Годы ли берут свое, стеклянеет ли память, выросла ли и ушла из этого земного мира ТА ДЕВОЧКА, однако памяти моей она уже часто делается неподвластной, я мучаюсь и не могу вспомнить что-то, так мне необходимое, нет во мне сил воскресить в себе девочку, страну Кетадоккию — мою прошлую обитель и пристанище, мне не хватает доброго далекого света, недвижного тепла, из которого рождаются тихие молитвы и та, все утишающая благость, которые бывают лишь в церквях, особенно в древних, деревянных, едва освещенных, где явственно присутствует, реет чей-то дух и слабое, во все времена года, во все дни бедствий и тревог нашей жизни, успокоительное, ласково реющее, животворительное, святое свечение, вроде бы исходящее не от солнца, а от какого-то, неведомого никому, никем никогда не открытого источника, он вроде бы и открываться не должен, он в тебе и вне тебя, он есть ты, твое продолжение во всем, что подвластно твоему разуму, чувствам и взгляду.

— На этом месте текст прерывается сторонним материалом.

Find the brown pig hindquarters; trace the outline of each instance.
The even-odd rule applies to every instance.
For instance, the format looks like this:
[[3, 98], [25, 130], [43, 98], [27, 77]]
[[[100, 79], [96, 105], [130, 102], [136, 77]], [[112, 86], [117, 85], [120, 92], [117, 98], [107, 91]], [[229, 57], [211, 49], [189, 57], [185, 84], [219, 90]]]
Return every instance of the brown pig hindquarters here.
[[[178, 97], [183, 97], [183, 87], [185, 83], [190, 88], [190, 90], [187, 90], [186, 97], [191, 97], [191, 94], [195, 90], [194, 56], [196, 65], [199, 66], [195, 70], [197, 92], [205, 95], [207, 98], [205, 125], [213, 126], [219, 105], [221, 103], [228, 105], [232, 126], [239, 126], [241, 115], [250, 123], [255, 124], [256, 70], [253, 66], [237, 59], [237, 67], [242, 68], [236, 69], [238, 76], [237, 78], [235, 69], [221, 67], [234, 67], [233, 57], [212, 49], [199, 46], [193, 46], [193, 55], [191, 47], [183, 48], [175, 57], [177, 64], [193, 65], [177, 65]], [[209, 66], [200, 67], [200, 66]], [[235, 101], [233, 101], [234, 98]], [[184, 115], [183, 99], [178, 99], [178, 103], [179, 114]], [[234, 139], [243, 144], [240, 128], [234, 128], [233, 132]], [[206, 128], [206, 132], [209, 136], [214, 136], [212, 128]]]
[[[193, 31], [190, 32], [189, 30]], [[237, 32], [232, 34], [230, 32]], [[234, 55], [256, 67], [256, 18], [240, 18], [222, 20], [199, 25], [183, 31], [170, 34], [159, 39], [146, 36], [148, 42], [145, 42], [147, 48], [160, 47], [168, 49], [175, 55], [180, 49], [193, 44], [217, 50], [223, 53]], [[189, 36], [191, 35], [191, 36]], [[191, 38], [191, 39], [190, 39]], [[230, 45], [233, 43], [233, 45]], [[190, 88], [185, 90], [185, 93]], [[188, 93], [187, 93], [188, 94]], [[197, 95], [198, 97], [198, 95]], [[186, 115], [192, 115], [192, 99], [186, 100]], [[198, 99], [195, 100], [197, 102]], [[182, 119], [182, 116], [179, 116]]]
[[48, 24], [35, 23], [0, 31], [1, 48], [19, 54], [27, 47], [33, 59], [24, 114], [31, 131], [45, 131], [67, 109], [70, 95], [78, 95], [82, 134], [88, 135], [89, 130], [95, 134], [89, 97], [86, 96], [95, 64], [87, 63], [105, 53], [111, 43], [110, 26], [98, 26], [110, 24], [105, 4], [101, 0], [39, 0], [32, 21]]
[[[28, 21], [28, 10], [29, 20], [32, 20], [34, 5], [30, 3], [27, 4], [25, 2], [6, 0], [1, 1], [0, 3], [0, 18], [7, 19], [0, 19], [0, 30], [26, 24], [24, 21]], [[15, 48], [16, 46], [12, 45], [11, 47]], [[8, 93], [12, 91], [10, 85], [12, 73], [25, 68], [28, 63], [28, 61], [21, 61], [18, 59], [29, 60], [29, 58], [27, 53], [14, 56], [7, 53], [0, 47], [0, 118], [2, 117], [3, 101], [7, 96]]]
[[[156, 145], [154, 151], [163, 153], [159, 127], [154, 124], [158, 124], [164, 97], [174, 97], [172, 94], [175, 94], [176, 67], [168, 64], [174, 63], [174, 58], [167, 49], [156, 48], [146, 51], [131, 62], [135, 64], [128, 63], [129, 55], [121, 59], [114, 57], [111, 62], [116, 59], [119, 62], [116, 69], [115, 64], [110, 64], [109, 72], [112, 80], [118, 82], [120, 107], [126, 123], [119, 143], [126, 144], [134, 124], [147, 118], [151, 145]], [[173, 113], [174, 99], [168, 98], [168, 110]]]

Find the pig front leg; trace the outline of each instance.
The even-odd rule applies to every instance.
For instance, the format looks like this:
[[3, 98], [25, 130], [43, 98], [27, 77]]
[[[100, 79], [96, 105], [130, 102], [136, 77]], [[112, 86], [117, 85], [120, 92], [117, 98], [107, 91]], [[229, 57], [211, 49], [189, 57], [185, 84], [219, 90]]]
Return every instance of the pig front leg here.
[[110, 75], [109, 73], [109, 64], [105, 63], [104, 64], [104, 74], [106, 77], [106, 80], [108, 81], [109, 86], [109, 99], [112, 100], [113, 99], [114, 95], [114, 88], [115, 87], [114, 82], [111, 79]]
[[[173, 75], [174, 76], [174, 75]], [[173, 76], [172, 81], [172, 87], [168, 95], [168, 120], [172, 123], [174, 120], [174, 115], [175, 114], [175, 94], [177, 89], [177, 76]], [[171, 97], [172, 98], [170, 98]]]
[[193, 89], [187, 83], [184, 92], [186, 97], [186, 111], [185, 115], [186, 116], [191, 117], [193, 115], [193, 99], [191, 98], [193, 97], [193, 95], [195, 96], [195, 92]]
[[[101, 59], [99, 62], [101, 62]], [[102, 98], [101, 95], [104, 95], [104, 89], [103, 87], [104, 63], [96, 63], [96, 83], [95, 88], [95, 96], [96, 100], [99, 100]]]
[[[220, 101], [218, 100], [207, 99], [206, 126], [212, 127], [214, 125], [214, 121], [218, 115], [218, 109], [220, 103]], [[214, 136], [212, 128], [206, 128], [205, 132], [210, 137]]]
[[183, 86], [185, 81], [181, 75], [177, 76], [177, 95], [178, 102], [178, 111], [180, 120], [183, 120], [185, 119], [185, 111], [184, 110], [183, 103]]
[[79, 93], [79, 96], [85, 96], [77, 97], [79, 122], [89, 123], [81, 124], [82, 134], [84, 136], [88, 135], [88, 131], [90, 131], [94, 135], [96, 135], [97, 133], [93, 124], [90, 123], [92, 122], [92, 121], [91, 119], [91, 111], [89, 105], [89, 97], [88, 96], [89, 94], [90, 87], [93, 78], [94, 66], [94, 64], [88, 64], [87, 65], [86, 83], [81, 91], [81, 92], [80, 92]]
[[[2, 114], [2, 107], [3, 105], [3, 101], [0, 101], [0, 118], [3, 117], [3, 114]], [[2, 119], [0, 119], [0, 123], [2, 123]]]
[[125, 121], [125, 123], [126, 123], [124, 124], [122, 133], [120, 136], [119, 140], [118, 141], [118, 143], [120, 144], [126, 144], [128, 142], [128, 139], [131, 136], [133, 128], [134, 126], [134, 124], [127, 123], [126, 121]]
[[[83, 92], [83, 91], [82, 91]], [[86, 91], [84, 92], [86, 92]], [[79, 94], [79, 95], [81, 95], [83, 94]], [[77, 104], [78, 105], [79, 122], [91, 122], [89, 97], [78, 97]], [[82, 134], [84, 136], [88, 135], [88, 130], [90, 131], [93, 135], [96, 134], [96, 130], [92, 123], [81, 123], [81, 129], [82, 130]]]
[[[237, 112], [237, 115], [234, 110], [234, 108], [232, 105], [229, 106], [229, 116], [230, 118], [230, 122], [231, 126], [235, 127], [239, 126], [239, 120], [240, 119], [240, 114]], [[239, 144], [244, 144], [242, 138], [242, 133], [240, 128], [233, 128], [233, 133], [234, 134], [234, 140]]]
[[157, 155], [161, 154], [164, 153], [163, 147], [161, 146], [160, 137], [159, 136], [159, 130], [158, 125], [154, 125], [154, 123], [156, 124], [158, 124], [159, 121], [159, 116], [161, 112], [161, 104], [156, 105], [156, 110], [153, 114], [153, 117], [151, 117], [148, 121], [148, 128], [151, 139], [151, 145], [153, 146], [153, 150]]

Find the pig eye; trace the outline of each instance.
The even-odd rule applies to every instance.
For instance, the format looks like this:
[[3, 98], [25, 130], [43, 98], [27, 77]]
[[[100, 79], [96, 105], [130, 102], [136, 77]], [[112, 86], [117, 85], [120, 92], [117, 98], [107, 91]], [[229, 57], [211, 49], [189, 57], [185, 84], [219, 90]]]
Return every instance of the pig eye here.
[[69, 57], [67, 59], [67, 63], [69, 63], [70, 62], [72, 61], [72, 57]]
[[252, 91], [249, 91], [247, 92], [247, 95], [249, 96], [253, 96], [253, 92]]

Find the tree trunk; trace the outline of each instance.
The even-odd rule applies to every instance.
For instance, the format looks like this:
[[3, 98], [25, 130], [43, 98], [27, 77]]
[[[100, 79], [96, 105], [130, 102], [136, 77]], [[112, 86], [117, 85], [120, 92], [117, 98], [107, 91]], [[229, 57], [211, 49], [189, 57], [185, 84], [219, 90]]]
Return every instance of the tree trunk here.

Вот я и назвал слово! Вот я и приблизился к своей отгадке, но все равно мне боязно открывать его, сделать доступно осязаемым, обыденным, страшно захватить его, упростить и опростить. Быть может, это то самое, что люди называют упрощенно и грубо — дух мой?!
И что там он, этот дух? Что он значит? Как его и кто объяснит? На что он хоть похож-то? А похож он на мою маму, еще на маленькую, восьмилетнюю, которую я, конечно же, в этом возрасте не видел, не знал, и видеть, и знать не мог, но какая-то, во мне присутствующая память подсказывала ее облик, и когда однажды, уже пожилым человеком, я увидел маму на фотокарточке, снятую еще девочкой, то нисколь и ничему не удивился — именно такой я всегда знал и видел маму. И ТА ДЕВОЧКА похожа на мою дочку, умершую в сорок шестом году в совсем младенческом возрасте, и поднимись она на ноги, подрасти — была бы точно такой, какой я ее знаю и вижу; и на вторую дочь, умершую уже взрослой, но помнится-то она тоже маленькой, такую маленькую жальче, а память — услужливый инструмент; и та девочка, лет трех-четырех, в желтой гуцульской безрукавке, расшитой по грудке веселыми цветными нитками, что лежала на дороге вместе с побитыми цивильными жителями, с беспомощно, недоуменно открытым в последнем крике ртом. в последнем всплеске ужаса и памяти, быть может, той памяти, что древнее и глубже нас и нашей сегодняшней, земной памяти. В летчике, неумолимо валившем на нее, на ребенка, тяжелую страшную машину, она узнала его, продолжателя ее памяти, и он узнал ее, продолжательницу его памяти, но презирающий все, даже собственную память, отученный уважать и помнить то, что его породило, он не отнял пальцев со спусков пулеметов и выкосил народ на дороге, застрелил беловолосую девочку в гуцульской безрукавке, с шелковистыми, веером по дороге рассыпавшимися волосами. На них, на детские, чистые волосы, на красивую, как у взрослой пани головку, не наезжали машины, не наступали обувью ни отступающие чужеземные солдаты, ни наступающие москали.